Samson (top) and Fudgems nap together.

Samson (top) and Fudgems nap together.

He’s a vocal dog, and barks when he’s excited, which is often. “He’s excited that we’re home, excited that he’s going somewhere, excited that we got somewhere, excited that he’s getting treats, excited that there’s another dog around…you name it and he’s generally pretty enthused about it,” Amy says.

The couple adopted Samson a year or so ago from Italian Greyhound Rescue Northwest, which lists its adoptable pets on Petfinder. It came down to a choice between a puppy or Samson. Of course, as Amy puts it, “everyone wants the adorable puppy,” but the couple worried that Samson would be overlooked because of his age.
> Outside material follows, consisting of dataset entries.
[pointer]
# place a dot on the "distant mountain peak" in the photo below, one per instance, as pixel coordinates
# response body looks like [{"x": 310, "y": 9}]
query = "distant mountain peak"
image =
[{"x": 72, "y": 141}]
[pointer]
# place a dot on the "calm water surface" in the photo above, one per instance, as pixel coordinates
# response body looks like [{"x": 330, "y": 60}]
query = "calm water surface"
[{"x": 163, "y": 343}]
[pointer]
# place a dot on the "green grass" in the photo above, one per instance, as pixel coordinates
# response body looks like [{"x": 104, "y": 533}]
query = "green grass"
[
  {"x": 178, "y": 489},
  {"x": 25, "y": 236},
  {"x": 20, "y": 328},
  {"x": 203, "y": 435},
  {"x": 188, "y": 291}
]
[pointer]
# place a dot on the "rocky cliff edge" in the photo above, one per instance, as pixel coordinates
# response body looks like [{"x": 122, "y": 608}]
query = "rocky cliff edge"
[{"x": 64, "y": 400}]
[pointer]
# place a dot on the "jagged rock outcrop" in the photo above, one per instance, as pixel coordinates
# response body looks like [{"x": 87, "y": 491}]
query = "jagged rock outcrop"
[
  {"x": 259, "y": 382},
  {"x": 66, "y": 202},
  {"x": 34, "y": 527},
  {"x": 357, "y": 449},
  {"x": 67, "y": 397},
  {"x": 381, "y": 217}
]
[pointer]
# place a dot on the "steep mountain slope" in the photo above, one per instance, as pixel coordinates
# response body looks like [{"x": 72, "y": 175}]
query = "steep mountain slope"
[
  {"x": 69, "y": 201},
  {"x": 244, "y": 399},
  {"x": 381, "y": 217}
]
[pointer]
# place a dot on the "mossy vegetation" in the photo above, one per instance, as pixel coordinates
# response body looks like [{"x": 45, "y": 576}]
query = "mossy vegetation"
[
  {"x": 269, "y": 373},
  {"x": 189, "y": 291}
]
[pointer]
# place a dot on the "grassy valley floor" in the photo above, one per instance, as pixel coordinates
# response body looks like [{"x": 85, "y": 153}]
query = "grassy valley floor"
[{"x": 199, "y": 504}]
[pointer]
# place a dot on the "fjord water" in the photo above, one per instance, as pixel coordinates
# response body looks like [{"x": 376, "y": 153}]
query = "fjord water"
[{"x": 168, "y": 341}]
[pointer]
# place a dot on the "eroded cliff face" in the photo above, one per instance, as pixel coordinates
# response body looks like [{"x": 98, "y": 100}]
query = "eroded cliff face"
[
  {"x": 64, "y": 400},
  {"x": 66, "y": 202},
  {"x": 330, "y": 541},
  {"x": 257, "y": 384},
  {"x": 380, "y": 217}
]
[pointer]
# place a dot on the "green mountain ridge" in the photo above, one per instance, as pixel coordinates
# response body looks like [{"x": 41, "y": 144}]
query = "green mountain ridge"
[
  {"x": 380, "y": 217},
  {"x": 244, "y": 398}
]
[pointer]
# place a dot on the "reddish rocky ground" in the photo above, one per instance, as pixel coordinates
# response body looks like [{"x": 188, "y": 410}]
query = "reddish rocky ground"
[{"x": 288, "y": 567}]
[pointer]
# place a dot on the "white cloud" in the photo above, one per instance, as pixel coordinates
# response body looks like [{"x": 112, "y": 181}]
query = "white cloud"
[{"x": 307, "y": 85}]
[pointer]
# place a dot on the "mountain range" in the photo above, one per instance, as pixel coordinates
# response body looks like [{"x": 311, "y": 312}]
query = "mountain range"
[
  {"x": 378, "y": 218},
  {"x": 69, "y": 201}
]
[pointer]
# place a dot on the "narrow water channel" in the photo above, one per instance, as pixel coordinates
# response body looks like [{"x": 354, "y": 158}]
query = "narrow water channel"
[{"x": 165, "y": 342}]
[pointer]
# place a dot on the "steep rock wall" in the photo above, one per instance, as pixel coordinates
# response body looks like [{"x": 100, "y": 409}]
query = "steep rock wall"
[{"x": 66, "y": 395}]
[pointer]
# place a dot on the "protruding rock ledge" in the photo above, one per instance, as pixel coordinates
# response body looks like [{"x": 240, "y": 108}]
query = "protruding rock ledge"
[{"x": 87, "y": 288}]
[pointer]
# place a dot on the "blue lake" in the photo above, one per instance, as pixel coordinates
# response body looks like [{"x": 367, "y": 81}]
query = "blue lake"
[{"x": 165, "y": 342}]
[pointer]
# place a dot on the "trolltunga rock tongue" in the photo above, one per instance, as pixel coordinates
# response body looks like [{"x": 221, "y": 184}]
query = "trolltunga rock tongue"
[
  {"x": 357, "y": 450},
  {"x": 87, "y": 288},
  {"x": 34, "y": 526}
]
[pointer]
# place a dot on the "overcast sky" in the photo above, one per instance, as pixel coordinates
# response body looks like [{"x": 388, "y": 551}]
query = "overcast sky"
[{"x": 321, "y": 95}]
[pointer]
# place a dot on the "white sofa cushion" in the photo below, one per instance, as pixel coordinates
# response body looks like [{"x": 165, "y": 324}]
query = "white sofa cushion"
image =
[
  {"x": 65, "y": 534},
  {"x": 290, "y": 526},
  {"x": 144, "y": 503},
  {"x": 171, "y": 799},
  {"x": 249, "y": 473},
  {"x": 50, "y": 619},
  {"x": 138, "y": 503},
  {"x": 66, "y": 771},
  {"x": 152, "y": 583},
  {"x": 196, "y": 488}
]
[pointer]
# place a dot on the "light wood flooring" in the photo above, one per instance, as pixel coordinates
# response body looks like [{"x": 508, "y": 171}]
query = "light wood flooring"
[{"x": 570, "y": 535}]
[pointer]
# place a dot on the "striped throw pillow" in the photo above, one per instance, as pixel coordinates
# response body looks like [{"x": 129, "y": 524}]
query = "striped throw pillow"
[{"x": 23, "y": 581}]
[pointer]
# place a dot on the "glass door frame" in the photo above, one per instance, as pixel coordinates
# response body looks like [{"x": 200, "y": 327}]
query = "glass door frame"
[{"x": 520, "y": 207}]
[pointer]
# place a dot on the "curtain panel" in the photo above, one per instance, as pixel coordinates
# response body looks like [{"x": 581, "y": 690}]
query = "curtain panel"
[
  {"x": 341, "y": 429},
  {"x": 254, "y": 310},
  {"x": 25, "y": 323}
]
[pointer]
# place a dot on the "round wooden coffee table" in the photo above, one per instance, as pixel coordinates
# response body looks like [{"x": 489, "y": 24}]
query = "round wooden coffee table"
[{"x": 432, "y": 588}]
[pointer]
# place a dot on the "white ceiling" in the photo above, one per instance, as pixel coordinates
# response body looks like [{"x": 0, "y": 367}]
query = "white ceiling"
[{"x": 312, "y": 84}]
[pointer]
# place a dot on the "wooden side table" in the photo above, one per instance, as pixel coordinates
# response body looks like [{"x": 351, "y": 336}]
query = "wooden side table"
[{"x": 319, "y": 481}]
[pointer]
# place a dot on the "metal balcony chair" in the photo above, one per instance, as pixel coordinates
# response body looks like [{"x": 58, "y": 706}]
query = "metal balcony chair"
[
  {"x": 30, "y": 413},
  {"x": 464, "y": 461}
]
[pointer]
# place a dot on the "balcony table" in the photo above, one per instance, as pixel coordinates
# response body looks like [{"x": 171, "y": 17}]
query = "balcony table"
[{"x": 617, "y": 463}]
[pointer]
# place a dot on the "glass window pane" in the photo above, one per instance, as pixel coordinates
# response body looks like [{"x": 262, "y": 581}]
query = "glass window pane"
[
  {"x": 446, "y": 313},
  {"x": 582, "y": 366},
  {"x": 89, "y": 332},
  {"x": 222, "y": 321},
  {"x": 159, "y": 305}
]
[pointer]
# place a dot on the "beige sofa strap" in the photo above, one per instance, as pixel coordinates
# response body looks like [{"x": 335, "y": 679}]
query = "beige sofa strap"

His story touched their hearts as well. He had lived with one person for eight years, but when illness forced the person to give him up, “he bounced around to at least four different foster homes before he ended up with us,” Amy says. “When we finally got to meet him, he was so happy and affectionate that I was grinning ear to ear,” she says. That clinched it; they adopted him.

An older dog brings old habits with him, so there was a period of adjustment. It took patience to overcome Samson’s insecurity. “We remind him regularly how much we love him with lots of spontaneous snuggles and belly rubs!” Amy says. “We’ve watched him grow so much in the time that we’ve had him, which is an amazing feat for a dog his age. He has truly become part of the family.”

For now, being part of the family means demanding some dinner, and it works. Dinner is served.